SLR - October 2019 - Donald Cohen
Reference: Du, W., Hu, X., Shen, Y., & Teng, X. (2019). Surgical Management of Acute Compartment Syndrome and Sequential Complications. BMC Musculoskeletal Disorders, 20(1). doi: 10.1186/s12891-019-2476-5Scientific Literature Review
Reviewed By: Donald Cohen, DPM
Residency Program: St. Vincent Hospital – Worcester, MA
Podiatric Relevance: Acute compartment syndrome (CS) results from increasing compartmental pressures, directly affecting muscles and innervation following acute injury. CS may arise following traumatic injuries, revascularization, use of tourniquets or tight splinting. While the diagnosis is uncommon, it tends to affect the lower extremities – most often the anterior compartment of the leg. Failure to recognize CS in a timely fashion can lead to permanent damage to muscle and nervous tissue. The damage to these tissues can lead to a systemic inflammatory reaction which may result in organ failure and death.
Because CS most commonly affects the lower extremities, it clearly concerns podiatric clinicians. The extent of tissue damage is time-sensitive; meaning, early treatment leads to better prognosis. Delay in treatment can lead to severe fibrosis affecting musculature balance, often leading to clubfoot, claw toe and cavovarus deformities. CS is an imperative diagnosis podiatric clinicians do not want to miss.
The study performed by Du et al. aims to improve surgical management of acute CS. They discuss several methods for treatment options of acute CS, reporting the outcomes of 46 patients.
Methods: Forty-six patients were studied between January 2008 and December 2012 with lower leg CS. These patients were admitted to the hospital for a fasciotomy and post-operative wound management. Eight of the 46 patients were deemed to have severe complications resulting from CS, and were the subjects for the study. The age ranged from 20-60 years with a mean of 37 years, seven males and one female. The follow-up time was three to five years.

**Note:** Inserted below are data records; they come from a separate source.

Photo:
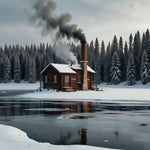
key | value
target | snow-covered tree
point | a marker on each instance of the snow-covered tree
(32, 71)
(17, 70)
(7, 70)
(1, 70)
(115, 69)
(107, 64)
(131, 78)
(144, 69)
(98, 72)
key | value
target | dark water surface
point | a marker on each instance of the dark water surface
(120, 126)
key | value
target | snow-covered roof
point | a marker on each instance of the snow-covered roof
(64, 68)
(78, 67)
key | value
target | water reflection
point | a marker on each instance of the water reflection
(16, 108)
(119, 126)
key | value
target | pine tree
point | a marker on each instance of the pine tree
(148, 51)
(122, 60)
(17, 70)
(98, 72)
(144, 69)
(102, 59)
(7, 70)
(1, 70)
(32, 71)
(137, 51)
(107, 64)
(96, 53)
(131, 78)
(114, 46)
(115, 69)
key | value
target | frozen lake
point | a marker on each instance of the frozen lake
(120, 126)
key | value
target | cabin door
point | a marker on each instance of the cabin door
(67, 81)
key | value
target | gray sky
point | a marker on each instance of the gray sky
(98, 18)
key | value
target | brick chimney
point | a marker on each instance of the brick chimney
(83, 64)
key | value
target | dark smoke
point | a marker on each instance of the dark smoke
(45, 18)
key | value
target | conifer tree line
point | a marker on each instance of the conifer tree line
(115, 62)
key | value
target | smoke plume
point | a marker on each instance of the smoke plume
(43, 16)
(63, 51)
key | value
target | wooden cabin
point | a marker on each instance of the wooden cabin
(69, 77)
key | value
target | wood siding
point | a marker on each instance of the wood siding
(61, 84)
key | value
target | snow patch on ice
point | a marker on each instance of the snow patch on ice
(12, 138)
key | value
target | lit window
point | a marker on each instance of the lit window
(67, 78)
(46, 79)
(55, 79)
(79, 79)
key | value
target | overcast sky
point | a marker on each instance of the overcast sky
(98, 18)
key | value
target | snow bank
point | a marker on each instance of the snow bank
(111, 93)
(19, 86)
(12, 139)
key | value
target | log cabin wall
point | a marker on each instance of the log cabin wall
(61, 84)
(50, 73)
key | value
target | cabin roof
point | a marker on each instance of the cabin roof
(64, 68)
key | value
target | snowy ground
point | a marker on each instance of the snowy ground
(107, 93)
(19, 86)
(12, 139)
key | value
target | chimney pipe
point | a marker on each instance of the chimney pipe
(83, 64)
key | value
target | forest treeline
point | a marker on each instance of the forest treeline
(115, 62)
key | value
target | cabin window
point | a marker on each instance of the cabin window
(67, 78)
(46, 79)
(55, 79)
(79, 79)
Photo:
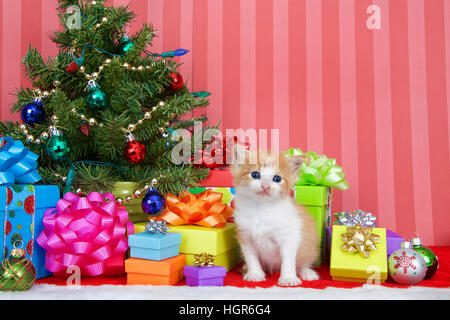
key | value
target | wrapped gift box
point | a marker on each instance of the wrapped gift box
(204, 276)
(165, 272)
(345, 266)
(220, 242)
(315, 199)
(22, 210)
(151, 246)
(393, 241)
(228, 193)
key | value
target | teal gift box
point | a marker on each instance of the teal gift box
(154, 246)
(22, 209)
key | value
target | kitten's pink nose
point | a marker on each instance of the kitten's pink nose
(265, 185)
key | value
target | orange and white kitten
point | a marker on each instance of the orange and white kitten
(275, 233)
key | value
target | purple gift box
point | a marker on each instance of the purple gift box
(393, 241)
(204, 276)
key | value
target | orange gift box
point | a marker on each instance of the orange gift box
(164, 272)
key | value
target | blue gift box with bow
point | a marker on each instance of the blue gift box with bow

Once hemodynamically stable, the patients underwent fasciotomy, and either skin graft placement or primary closure. The patients all wore foot drop corrective braces until they could be placed in an Ilizarov external frame for clubfoot correction. Orthopedic surgeons then placed patients into the Ilizarov external fixator. Some patients underwent ankle arthrodesis. Claw toe deformities were corrected with arthroplasty and flexor lengthening.
Results: Six of the eight patients had a fasciotomy performed within 12-24 hours (early group), one patient within 48 hours (late group), and the last did not undergo fasciotomy as they were not diagnosed with CS at another hospital. The early group was found to have necrosis of the anterior and superficial lateral leg muscles. The late group, however, had necrosis found in every compartment, sparing the gastrocnemius muscles.
All patients underwent two to four debridements, and those with severe deformity were corrected through the use of Ilizarov external fixator or ankle arthrodesis. No amputations were reported after a three to five year follow-up; however, two neuropathic foot ulcers were reported. Patient satisfaction and ability to resume ambulation and daily activities were noted in all eight patients following treatment.
Conclusions: Acute CS is a serious condition which may lead to systemic inflammation or death. Early recognition and prompt fasciotomy are key for improved prognosis. Other therapies combined with fasciotomy like bracing, external fixation and further surgery may be necessary to achieve a functional foot and ankle, and return to normal activity.